Italy: Economic growth accelerates in the fourth quarter of 2025
Economic growth gathers pace in Q4: The second release confirmed that Italy’s GDP grew 0.3% quarter on quarter on a working-day and seasonally adjusted basis in Q4—unchanged from the flash estimate—after a 0.2% expansion in the previous quarter. Q4’s reading was slightly above the euro area average.
On a working-day and seasonally adjusted year-on-year basis, economic output grew 0.8% in Q4, following a 0.7% expansion in the previous quarter. As a result, over 2025 as a whole, GDP growth picked up to 0.7% from 2024’s 0.6%, but remained below the past decade average of 1.1%.
Domestic demand underpins GDP growth: Relative to the previous period’s data, the reading for government consumption improved in Q4 (+0.2% in seasonally adjusted quarter-on-quarter terms vs +0.1% in Q3). In contrast, readings worsened for private consumption (+0.1% vs +0.3% in Q3), fixed investment (+0.9% vs +1.0% in Q3), exports of goods and services (-1.2% vs +2.1% in Q3) and imports of goods and services (+1.0% vs +2.0% in Q3).

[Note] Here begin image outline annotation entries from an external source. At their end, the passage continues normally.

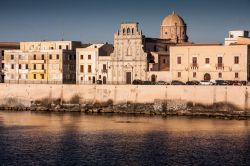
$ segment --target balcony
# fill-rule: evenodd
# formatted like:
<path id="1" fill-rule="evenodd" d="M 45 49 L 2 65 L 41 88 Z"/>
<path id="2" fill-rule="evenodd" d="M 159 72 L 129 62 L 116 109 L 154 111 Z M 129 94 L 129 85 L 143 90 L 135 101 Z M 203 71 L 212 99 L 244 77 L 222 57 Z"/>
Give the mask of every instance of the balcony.
<path id="1" fill-rule="evenodd" d="M 199 68 L 197 63 L 192 63 L 190 66 L 192 70 L 197 70 Z"/>
<path id="2" fill-rule="evenodd" d="M 216 67 L 216 70 L 224 70 L 224 64 L 223 63 L 217 63 L 215 67 Z"/>
<path id="3" fill-rule="evenodd" d="M 107 69 L 102 69 L 102 73 L 107 73 L 108 70 Z"/>
<path id="4" fill-rule="evenodd" d="M 37 70 L 30 70 L 31 73 L 40 73 L 40 74 L 45 74 L 46 70 L 42 70 L 42 69 L 37 69 Z"/>
<path id="5" fill-rule="evenodd" d="M 45 60 L 30 60 L 30 63 L 40 63 L 40 64 L 43 64 L 43 63 L 46 63 L 46 61 Z"/>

Domestic demand drove GDP growth, as expected, albeit decelerating from the prior quarter. Fixed investment was supported by lower financing costs following past ECB rate cuts and by EU recovery funds, particularly in residential construction as the government continues to back energy-efficiency renovations.
U.S.-Iran war to weigh on GDP growth this year, but it remains to be seen by how much: Our panelists expect GDP growth to ease slightly in Q1 2026 from Q4 in sequential terms. Higher fuel prices linked to the ongoing U.S.-Iran war will drag on private spending; measures introduced by Italy in late February to curb energy costs through tax and carbon credits may not offset the hit to GDP growth.
In 2026 as a whole, our panelists expect GDP growth to remain broadly in line with 2025 levels; historically low unemployment rates and past interest rate cuts should help offset the hit to private spending from higher fuel prices in the near term. Still, if the Strait of Hormuz remains closed for an extended period of time, fuel prices could remain higher for longer, stoking inflation—particularly in Italy among major euro area economies—thereby weighing on real disposable income and posing a key downside risk to GDP growth. Meanwhile, stronger-than-expected spillovers from higher government spending in Germany could boost external demand, posing an upside risk.
Panelist insight: Commenting on the outlook, ING’s Paolo Pizzoli stated:
“Looking ahead, the growth profile for the Italian economy will crucially depend on developments in the war in Iran and the Middle East and its spillovers on energy markets. Given Italy’s dependence on imported energy commodities, the impact on inflation of sustainably high oil and gas prices on the demand side would be straightforward, with a potential negative bearing on household disposable income, and ultimately consumption. The supply side would not be exempt, though, particularly on the industrial front, where Italian firms already have to pay higher energy prices than most of their European peers. The Meloni government recently approved a decree meant to help households and businesses alike with energy bills. The risk is high that these measures will soon prove insufficient to provide relevant relief and that more will be needed.”
EIU analysts added:
“The conflict between Israel and the US and Iran could have considerable negative economic consequences for Italy and the wider EU, especially if it drags on and escalates to pull in other actors in the broader Middle East region. Higher interest rates to tackle an energy-driven surge in inflation would hit consumption and investment by businesses and households in Italy and elsewhere in the region.”